Romans 12:1-2 “Therefore I urge you, brethren, by the mercies of God, to present your bodies a living and holy sacrifice, acceptable to God, [which is] your spiritual service of worship. And do not be conformed to this world, but be transformed by the renewing of your mind, so that you may prove what the will of God is, that which is good and acceptable and perfect.”

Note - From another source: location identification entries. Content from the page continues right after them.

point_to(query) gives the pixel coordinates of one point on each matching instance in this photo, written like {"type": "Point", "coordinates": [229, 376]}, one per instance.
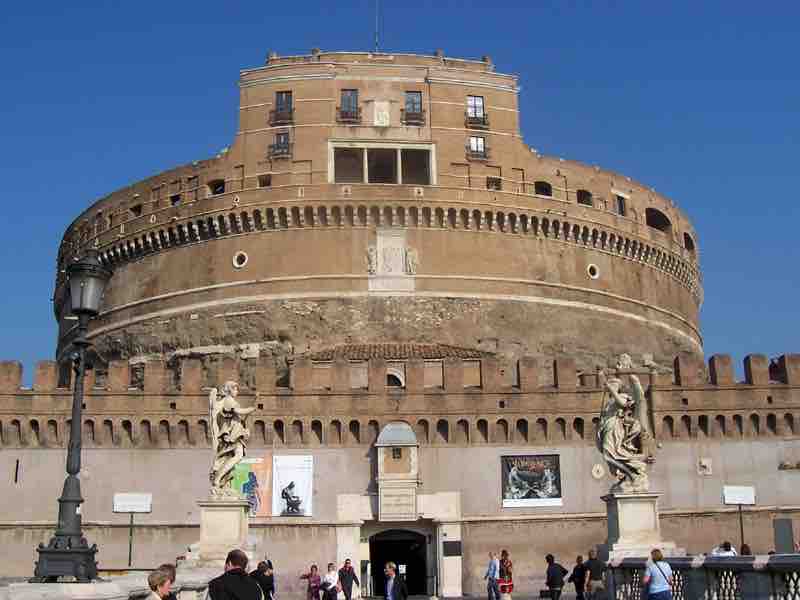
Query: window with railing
{"type": "Point", "coordinates": [349, 111]}
{"type": "Point", "coordinates": [412, 112]}
{"type": "Point", "coordinates": [476, 147]}
{"type": "Point", "coordinates": [284, 110]}
{"type": "Point", "coordinates": [476, 115]}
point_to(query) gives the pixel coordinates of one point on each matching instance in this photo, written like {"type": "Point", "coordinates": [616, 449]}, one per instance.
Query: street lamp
{"type": "Point", "coordinates": [68, 554]}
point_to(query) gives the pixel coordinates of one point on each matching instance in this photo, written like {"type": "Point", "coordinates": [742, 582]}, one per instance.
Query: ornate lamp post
{"type": "Point", "coordinates": [68, 554]}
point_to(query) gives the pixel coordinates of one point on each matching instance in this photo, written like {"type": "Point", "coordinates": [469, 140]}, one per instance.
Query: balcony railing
{"type": "Point", "coordinates": [281, 116]}
{"type": "Point", "coordinates": [348, 115]}
{"type": "Point", "coordinates": [415, 118]}
{"type": "Point", "coordinates": [476, 122]}
{"type": "Point", "coordinates": [280, 150]}
{"type": "Point", "coordinates": [473, 154]}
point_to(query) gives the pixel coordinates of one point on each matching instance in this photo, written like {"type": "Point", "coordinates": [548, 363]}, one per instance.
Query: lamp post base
{"type": "Point", "coordinates": [56, 560]}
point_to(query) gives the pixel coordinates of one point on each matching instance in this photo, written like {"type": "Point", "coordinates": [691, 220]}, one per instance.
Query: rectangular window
{"type": "Point", "coordinates": [283, 101]}
{"type": "Point", "coordinates": [477, 144]}
{"type": "Point", "coordinates": [475, 107]}
{"type": "Point", "coordinates": [416, 167]}
{"type": "Point", "coordinates": [621, 208]}
{"type": "Point", "coordinates": [348, 165]}
{"type": "Point", "coordinates": [414, 102]}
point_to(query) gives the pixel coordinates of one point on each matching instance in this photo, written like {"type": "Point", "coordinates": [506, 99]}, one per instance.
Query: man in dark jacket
{"type": "Point", "coordinates": [235, 583]}
{"type": "Point", "coordinates": [347, 576]}
{"type": "Point", "coordinates": [555, 577]}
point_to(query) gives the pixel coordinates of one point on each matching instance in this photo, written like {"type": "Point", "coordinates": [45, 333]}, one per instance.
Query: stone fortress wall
{"type": "Point", "coordinates": [515, 252]}
{"type": "Point", "coordinates": [151, 434]}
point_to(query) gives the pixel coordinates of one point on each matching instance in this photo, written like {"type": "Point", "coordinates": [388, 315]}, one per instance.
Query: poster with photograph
{"type": "Point", "coordinates": [531, 480]}
{"type": "Point", "coordinates": [292, 485]}
{"type": "Point", "coordinates": [252, 478]}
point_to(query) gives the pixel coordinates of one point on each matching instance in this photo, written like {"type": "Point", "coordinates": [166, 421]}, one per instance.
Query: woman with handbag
{"type": "Point", "coordinates": [658, 577]}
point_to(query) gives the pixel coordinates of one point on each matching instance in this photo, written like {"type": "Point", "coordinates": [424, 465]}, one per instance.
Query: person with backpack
{"type": "Point", "coordinates": [554, 577]}
{"type": "Point", "coordinates": [658, 577]}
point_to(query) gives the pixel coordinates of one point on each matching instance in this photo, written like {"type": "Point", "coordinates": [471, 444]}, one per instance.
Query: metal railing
{"type": "Point", "coordinates": [281, 116]}
{"type": "Point", "coordinates": [775, 577]}
{"type": "Point", "coordinates": [348, 115]}
{"type": "Point", "coordinates": [415, 118]}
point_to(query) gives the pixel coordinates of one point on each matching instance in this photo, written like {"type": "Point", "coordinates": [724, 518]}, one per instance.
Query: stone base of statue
{"type": "Point", "coordinates": [223, 527]}
{"type": "Point", "coordinates": [634, 528]}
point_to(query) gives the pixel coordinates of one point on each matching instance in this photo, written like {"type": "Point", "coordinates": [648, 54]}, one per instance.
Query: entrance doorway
{"type": "Point", "coordinates": [401, 547]}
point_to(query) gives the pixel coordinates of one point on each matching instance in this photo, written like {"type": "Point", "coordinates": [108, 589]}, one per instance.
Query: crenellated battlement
{"type": "Point", "coordinates": [449, 401]}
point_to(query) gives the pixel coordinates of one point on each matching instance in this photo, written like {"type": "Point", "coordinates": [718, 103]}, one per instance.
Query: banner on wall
{"type": "Point", "coordinates": [252, 478]}
{"type": "Point", "coordinates": [531, 480]}
{"type": "Point", "coordinates": [292, 485]}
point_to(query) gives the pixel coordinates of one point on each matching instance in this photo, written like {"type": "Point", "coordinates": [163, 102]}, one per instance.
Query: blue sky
{"type": "Point", "coordinates": [700, 100]}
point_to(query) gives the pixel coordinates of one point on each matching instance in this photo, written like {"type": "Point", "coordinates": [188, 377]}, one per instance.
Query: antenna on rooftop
{"type": "Point", "coordinates": [377, 8]}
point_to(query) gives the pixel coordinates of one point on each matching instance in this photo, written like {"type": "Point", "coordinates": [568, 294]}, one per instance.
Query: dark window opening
{"type": "Point", "coordinates": [416, 167]}
{"type": "Point", "coordinates": [657, 220]}
{"type": "Point", "coordinates": [216, 186]}
{"type": "Point", "coordinates": [688, 242]}
{"type": "Point", "coordinates": [348, 165]}
{"type": "Point", "coordinates": [542, 188]}
{"type": "Point", "coordinates": [585, 198]}
{"type": "Point", "coordinates": [382, 165]}
{"type": "Point", "coordinates": [621, 206]}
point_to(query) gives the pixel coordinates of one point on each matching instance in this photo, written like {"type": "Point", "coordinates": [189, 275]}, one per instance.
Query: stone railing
{"type": "Point", "coordinates": [192, 584]}
{"type": "Point", "coordinates": [774, 577]}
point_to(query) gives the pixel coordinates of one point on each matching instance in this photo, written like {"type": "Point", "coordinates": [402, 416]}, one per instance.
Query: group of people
{"type": "Point", "coordinates": [329, 585]}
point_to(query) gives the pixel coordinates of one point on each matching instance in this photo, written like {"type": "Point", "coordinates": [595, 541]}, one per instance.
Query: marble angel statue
{"type": "Point", "coordinates": [624, 435]}
{"type": "Point", "coordinates": [229, 435]}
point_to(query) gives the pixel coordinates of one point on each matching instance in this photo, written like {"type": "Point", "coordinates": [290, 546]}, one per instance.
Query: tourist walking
{"type": "Point", "coordinates": [578, 577]}
{"type": "Point", "coordinates": [235, 583]}
{"type": "Point", "coordinates": [395, 586]}
{"type": "Point", "coordinates": [265, 577]}
{"type": "Point", "coordinates": [658, 577]}
{"type": "Point", "coordinates": [491, 577]}
{"type": "Point", "coordinates": [554, 577]}
{"type": "Point", "coordinates": [314, 581]}
{"type": "Point", "coordinates": [330, 583]}
{"type": "Point", "coordinates": [595, 569]}
{"type": "Point", "coordinates": [347, 576]}
{"type": "Point", "coordinates": [160, 585]}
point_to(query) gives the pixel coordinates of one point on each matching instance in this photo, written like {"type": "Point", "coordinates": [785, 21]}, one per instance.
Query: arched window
{"type": "Point", "coordinates": [585, 198]}
{"type": "Point", "coordinates": [542, 188]}
{"type": "Point", "coordinates": [657, 220]}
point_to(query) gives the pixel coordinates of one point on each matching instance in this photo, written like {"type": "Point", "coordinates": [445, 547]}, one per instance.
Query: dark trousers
{"type": "Point", "coordinates": [492, 589]}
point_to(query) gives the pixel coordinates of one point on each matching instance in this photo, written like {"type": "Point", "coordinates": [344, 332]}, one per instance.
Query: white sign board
{"type": "Point", "coordinates": [139, 503]}
{"type": "Point", "coordinates": [738, 494]}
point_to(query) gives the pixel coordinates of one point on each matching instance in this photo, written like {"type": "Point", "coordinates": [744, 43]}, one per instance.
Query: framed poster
{"type": "Point", "coordinates": [292, 485]}
{"type": "Point", "coordinates": [531, 480]}
{"type": "Point", "coordinates": [252, 478]}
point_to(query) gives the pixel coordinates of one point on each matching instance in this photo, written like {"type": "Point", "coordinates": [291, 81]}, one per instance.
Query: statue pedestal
{"type": "Point", "coordinates": [634, 528]}
{"type": "Point", "coordinates": [223, 527]}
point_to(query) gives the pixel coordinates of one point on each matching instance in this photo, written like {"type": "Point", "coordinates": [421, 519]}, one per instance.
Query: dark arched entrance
{"type": "Point", "coordinates": [402, 547]}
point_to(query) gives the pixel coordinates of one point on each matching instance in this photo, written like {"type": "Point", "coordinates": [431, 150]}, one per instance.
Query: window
{"type": "Point", "coordinates": [348, 165]}
{"type": "Point", "coordinates": [475, 107]}
{"type": "Point", "coordinates": [585, 198]}
{"type": "Point", "coordinates": [621, 206]}
{"type": "Point", "coordinates": [216, 186]}
{"type": "Point", "coordinates": [657, 220]}
{"type": "Point", "coordinates": [542, 188]}
{"type": "Point", "coordinates": [476, 147]}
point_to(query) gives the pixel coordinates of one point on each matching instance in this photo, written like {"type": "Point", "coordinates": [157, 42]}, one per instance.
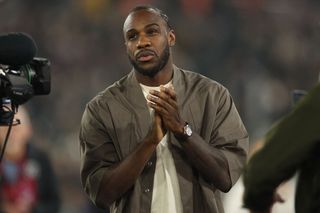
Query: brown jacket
{"type": "Point", "coordinates": [117, 120]}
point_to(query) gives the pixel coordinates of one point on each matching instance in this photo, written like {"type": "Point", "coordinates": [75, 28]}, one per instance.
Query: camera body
{"type": "Point", "coordinates": [19, 84]}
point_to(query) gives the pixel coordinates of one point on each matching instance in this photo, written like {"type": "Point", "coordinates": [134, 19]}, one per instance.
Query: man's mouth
{"type": "Point", "coordinates": [145, 55]}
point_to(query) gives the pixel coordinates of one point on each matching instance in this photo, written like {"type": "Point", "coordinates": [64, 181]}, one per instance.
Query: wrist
{"type": "Point", "coordinates": [184, 132]}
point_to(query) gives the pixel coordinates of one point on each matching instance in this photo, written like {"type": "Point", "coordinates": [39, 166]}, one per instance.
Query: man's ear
{"type": "Point", "coordinates": [171, 38]}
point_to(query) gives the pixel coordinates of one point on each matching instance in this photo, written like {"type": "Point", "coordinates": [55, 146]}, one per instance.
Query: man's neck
{"type": "Point", "coordinates": [161, 78]}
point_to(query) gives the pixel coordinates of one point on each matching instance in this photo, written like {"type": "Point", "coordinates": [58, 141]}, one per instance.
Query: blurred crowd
{"type": "Point", "coordinates": [260, 50]}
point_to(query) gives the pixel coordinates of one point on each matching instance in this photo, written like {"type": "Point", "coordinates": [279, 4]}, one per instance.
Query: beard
{"type": "Point", "coordinates": [152, 71]}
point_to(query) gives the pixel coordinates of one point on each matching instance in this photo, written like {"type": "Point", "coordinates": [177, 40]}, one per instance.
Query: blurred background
{"type": "Point", "coordinates": [260, 50]}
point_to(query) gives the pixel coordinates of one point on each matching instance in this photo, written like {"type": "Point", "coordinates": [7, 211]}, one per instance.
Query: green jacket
{"type": "Point", "coordinates": [291, 145]}
{"type": "Point", "coordinates": [118, 119]}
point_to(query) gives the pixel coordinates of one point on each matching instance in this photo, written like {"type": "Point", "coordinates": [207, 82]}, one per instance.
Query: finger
{"type": "Point", "coordinates": [169, 91]}
{"type": "Point", "coordinates": [168, 105]}
{"type": "Point", "coordinates": [158, 109]}
{"type": "Point", "coordinates": [156, 96]}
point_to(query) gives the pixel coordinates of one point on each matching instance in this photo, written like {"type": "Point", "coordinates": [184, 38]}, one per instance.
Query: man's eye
{"type": "Point", "coordinates": [132, 37]}
{"type": "Point", "coordinates": [152, 31]}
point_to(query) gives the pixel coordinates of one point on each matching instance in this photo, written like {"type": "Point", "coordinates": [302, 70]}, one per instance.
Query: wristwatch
{"type": "Point", "coordinates": [187, 132]}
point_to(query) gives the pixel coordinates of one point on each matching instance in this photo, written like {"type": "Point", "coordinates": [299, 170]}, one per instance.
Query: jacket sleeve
{"type": "Point", "coordinates": [49, 196]}
{"type": "Point", "coordinates": [287, 145]}
{"type": "Point", "coordinates": [97, 150]}
{"type": "Point", "coordinates": [229, 134]}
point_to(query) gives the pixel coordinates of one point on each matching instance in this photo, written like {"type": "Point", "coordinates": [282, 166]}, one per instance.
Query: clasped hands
{"type": "Point", "coordinates": [167, 116]}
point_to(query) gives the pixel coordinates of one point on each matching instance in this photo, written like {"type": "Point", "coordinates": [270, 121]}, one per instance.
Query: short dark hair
{"type": "Point", "coordinates": [157, 10]}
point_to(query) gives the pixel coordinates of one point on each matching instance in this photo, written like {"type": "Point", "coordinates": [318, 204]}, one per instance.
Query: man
{"type": "Point", "coordinates": [161, 139]}
{"type": "Point", "coordinates": [290, 146]}
{"type": "Point", "coordinates": [27, 180]}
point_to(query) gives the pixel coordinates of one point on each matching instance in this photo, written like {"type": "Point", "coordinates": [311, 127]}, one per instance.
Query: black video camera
{"type": "Point", "coordinates": [19, 85]}
{"type": "Point", "coordinates": [22, 75]}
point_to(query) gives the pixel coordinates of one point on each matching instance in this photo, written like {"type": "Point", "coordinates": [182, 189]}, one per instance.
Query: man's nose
{"type": "Point", "coordinates": [143, 42]}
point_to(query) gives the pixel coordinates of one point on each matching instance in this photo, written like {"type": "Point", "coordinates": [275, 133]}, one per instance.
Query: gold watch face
{"type": "Point", "coordinates": [187, 130]}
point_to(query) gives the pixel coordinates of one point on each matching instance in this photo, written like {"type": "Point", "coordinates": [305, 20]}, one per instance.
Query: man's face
{"type": "Point", "coordinates": [148, 41]}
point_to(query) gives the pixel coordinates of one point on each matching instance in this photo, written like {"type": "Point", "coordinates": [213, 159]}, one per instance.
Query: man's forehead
{"type": "Point", "coordinates": [141, 18]}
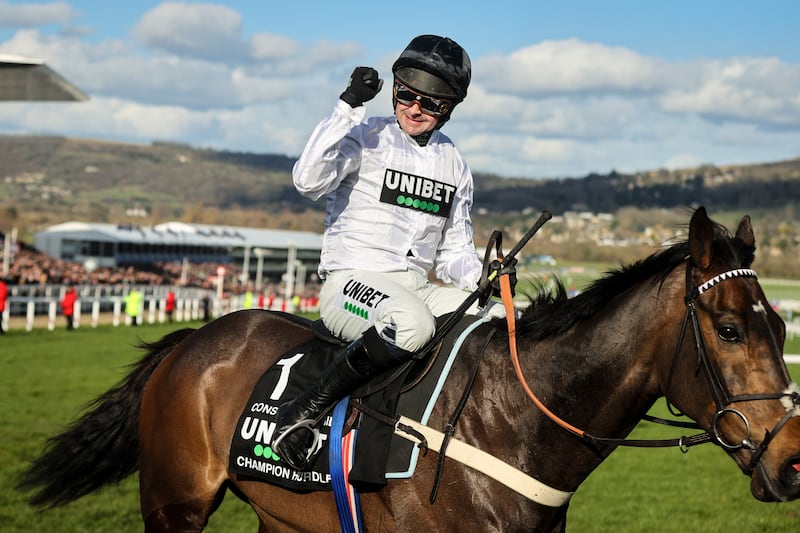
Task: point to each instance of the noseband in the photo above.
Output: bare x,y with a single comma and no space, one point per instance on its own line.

3 For through the grace given to me I say to everyone among you not to think more highly of himself than he ought to think; but to think so as to have sound judgment, as God has allotted to each a measure of faith. 4 For just as we have many members in one body and all the members do not have the same function, 5 so we, who are many, are one body in Christ, and individually members one of another. … 9 [Let] love [be] without hypocrisy. Abhor what is evil; cling to what is good. 10 [Be] devoted to one another in brotherly love; give preference to one another in honor; 11 not lagging behind in diligence, fervent in spirit, serving the Lord; 12 rejoicing in hope, persevering in tribulation, devoted to prayer, 13 contributing to the needs of the saints, practicing hospitality. 14 Bless those who persecute you; bless and do not curse. 15 Rejoice with those who rejoice, and weep with those who weep. 16 Be of the same mind toward one another; do not be haughty in mind, but associate with the lowly. Do not be wise in your own estimation. 17 Never pay back evil for evil to anyone. Respect what is right in the sight of all men. 18 If possible, so far as it depends on you, be at peace with all men.